Qu’est-ce que vous attendez de nous ?
– Je n’attends rien de vous. Je n’aime ni l’injustice, ni l’hypocrisie. J’aime
encore moins le gâchis. Alors, vous trois, condamnés à mourir ici, je trouve ça
dommage. Je viens vous offrir une porte de sortie.
– Pour nous vendre ensuite ? Trois adolescents en bonne santé, dont deux filles,
on doit valoir une belle petite somme ! Je les ai entendus, les marchands
d’esclaves à Lutai, ils proposent sans cesse d’acheter les gamines de la vallée !
Et vous aussi, vous le faites !
– C’est vrai Li Shu, il m’arrive de vendre des esclaves, mais ce n’est
absolument pas mon intention vous concernant, répondit-il avec un calme
déconcertant.
– Vous mentez !
– Tais-toi Li Shu ! Tais-toi ! s’interposa Huise qui s’était relevée.
Tu es trop idiote pour te rendre compte que Nanren est la seule personne qui
viendra nous aider ! Alors reste ici, si tu veux, mais n’essayes pas de te
convaincre que tu prends la bonne décision, parce que tu n’y arriveras pas ! »
Nanren posa une main sur l’épaule de Huise. Il était largement temps de partir.
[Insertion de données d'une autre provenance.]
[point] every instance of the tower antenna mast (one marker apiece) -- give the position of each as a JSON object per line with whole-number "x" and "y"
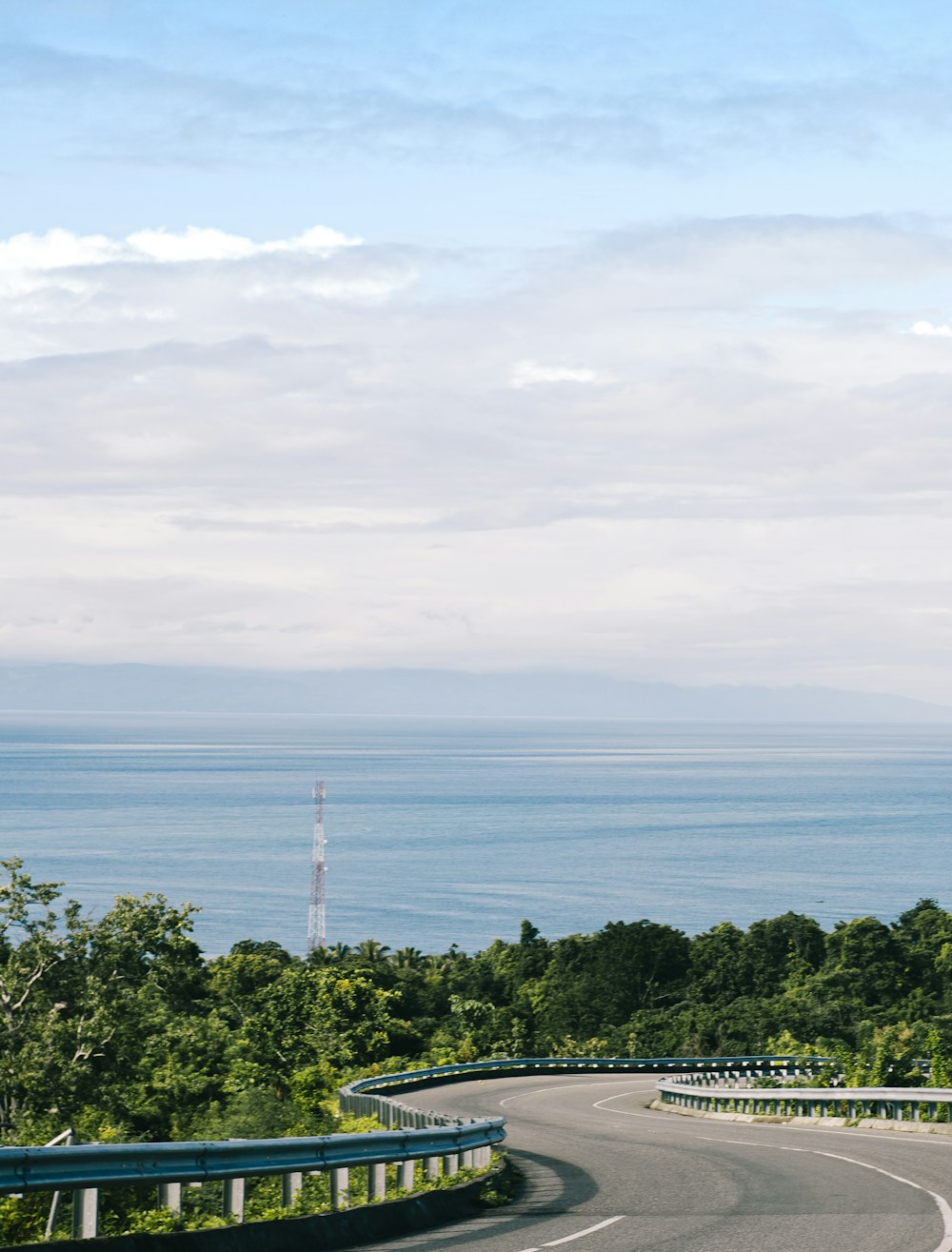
{"x": 316, "y": 913}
Le chemin jusqu’à l’orée de la forêt se fit en silence. Huise marchait à côté de Nanren, la tête haute, plusieurs pas devant Hu et Li Shu, qui fermaient la marche. À l’approche de l’orée, la troupe s’arrêta et deux éclaireurs allèrent s’assurer que personne ne guettait à l’entrée du chemin de la Vallée. Tout était calme. La troupe reprit son pas. Huise s’immobilisa à la limite de la forêt de Xuanya. Elle se retourna vers Li Shu et Hu qui se tenaient quelques pas derrière elle. Ils n’étaient plus que tous les trois dans la forêt. Plus que tous les trois sur le territoire des bannis. Ils n’étaient plus sûrs que d’une chose. Ils étaient tous les trois, ensemble, pour la toute dernière fois. Li Shu devinait les larmes qui coulaient le long des joues de Huise, des larmes de lune. Elles brillaient sous la lumière de l’astre de la nuit.
« Venez avec moi. Li Shu, Hu, ne me laissez pas toute seule, ne m’abandonnez pas, chuchota-t-elle dans un sanglot. »
Mais sa complainte fut emportée par le vent. Li Shu et Hu ne bougèrent pas. Ils en avaient envie, ça les brûlait de l’intérieur, pourtant, ils en étaient incapables. Ils étaient tétanisés à l’idée de perdre leur sœur. Tout le chemin, ils avaient espéré qu’elle se retourne, qu’elle renonce. Elle n’avait plus qu’un pas à faire et elle les quitterait à tout jamais. Ils étaient incapables de l’en empêcher, comme deux chatons paralysés face au danger.
« Huise, nous devons y aller, l’appela calmement Nanren Shangren.
– Pardonnez-moi… laissa s’échapper dans un dernier chuchotement Huise. »
Elle fit volte-face, releva la tête et s’essuya la figure à l’aide de son poignet, tentant d’effacer les larmes, la morve et les pleurs. Li Shu et Hu la virent faire le dernier pas. Elle était sortie de la forêt de Xuanya. Huise était partie. Hu s’effondra par terre. Li Shu n’en eut pas l’énergie. Le bruit des chaines que Gongjiang mit aux chevilles, aux poignets et au cou de Huise glaça plus encore le sang de Li Shu. Elle ne put plus que distinguer le son de la troupe qui s’était mise en marche, rythmé par le cliquetis des chaînes. Une pulsion traversa alors tout le corps de Li Shu et elle courut jusqu’à la limite de la forêt pour voir sa sœur s’éloigner. C’était elle qui ouvrait la marche et, tous la suivaient respectueusement. Le visage de Li Shu s’éclaira d’un sourire inondé de larmes. Elles avaient fait le bon choix.